The challenge of computational costs can be mitigated through the strategic use of various techniques. One notable approach is the use of parallel programming methods. By breaking down complex computations into smaller tasks that can be executed simultaneously, parallel programming makes more efficient use of the processing power of modern devices. This leads to an acceleration of model training and a reduction in computation time, effectively reducing the burden on computing resources. Incorporating parallel programming techniques into the proposed PolyFLAM and PolyFLAP frameworks has the potential to significantly reduce computational costs while improving system scalability and responsiveness.

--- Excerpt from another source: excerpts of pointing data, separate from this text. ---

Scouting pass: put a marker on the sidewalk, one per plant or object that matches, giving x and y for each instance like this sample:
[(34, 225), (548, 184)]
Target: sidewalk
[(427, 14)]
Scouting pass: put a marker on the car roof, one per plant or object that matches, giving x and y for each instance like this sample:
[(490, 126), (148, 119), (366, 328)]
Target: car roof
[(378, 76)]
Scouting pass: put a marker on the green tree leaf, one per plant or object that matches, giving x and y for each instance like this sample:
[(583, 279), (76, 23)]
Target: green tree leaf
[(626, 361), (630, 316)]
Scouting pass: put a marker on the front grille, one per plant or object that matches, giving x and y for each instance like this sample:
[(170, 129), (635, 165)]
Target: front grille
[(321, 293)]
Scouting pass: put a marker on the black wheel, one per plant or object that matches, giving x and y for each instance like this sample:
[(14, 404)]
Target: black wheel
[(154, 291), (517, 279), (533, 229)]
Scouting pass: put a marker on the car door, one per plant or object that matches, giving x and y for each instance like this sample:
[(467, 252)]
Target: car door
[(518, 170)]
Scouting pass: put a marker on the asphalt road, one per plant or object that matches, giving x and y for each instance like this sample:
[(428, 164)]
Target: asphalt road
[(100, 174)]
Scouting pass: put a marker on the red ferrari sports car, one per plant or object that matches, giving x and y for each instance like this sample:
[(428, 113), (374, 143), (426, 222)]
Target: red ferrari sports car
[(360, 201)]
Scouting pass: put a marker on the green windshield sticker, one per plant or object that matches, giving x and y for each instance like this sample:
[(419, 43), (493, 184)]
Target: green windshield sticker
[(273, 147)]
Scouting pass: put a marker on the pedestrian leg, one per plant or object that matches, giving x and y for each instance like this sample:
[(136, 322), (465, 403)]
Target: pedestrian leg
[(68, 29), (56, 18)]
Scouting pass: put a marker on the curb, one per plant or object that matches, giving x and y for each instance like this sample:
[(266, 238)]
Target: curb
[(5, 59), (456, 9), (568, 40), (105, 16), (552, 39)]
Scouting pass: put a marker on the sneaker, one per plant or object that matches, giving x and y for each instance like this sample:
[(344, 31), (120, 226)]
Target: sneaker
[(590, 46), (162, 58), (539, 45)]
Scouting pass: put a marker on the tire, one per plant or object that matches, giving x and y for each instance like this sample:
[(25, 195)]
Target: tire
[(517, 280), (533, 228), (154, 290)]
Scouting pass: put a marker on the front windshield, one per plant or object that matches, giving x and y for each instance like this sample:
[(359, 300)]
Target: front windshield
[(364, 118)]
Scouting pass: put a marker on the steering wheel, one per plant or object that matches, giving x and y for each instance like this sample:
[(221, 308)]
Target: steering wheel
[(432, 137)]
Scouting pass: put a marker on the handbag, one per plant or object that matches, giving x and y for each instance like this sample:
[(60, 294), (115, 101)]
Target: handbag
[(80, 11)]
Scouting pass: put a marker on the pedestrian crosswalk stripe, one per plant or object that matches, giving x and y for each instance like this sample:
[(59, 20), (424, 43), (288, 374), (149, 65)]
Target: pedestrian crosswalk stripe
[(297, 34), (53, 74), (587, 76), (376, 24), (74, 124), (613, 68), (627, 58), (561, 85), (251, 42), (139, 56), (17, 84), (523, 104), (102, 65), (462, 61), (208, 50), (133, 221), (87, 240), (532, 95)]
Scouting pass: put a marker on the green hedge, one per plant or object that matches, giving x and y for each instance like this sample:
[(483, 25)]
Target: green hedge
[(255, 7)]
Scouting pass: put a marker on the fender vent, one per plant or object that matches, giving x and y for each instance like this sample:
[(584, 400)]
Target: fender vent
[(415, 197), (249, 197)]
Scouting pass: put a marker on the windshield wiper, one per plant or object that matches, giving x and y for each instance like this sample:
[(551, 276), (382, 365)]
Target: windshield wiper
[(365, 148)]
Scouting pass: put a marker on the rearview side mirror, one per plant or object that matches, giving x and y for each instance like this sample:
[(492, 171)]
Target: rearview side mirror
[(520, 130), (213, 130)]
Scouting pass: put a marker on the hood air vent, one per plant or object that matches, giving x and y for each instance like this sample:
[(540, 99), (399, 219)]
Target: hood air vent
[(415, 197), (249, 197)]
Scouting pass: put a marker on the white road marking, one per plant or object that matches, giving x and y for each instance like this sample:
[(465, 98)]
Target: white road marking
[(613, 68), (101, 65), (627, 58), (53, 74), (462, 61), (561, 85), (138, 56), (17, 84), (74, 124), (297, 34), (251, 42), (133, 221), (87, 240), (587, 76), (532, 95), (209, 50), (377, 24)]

5.2.3. Enhancing Scalability

The prospect of improving scalability is linked to effectively solving the problems of heterogeneity and computational cost. As these challenges are addressed through approaches such as resource allocation and parallel programming, a symbiotic relationship emerges. By addressing device and data heterogeneity, the system is enabled to serve a variety of clients. At the same time, reducing computational costs through techniques such as parallel programming ensures that the system remains responsive as the number of participants grows. This convergence of solutions paves the way for a more scalable federated learning system capable of accommodating significant numbers of clients while maintaining performance and efficiency. The interplay of these strategies has the potential to create a robust and adaptable ecosystem that meets real-world needs. In addition, the concept of third-party vendors can be incorporated into the framework to move some tasks outside the server, such as key generation or encryption, and keep network management and aggregation under the control of the central server.

5.2.4. Boosting Learning Quality

The quality of learning results can be improved by using different techniques for data preprocessing on the client side. As data are prepared prior to training, strategic preprocessing steps can be incorporated to improve the quality of the input data. Techniques such as feature scaling, outlier removal, and data augmentation can be applied to improve the quality and relevance of the data. By ensuring that the data fed into the training process are well prepared and free of noise or irregularities, the overall learning quality can be greatly enhanced. The integration of these preprocessing techniques into the proposed PolyFLAM and PolyFLAP frameworks may have the potential to fine tune the learning process in addition to their improved safety function, leading to improved model convergence and overall performance.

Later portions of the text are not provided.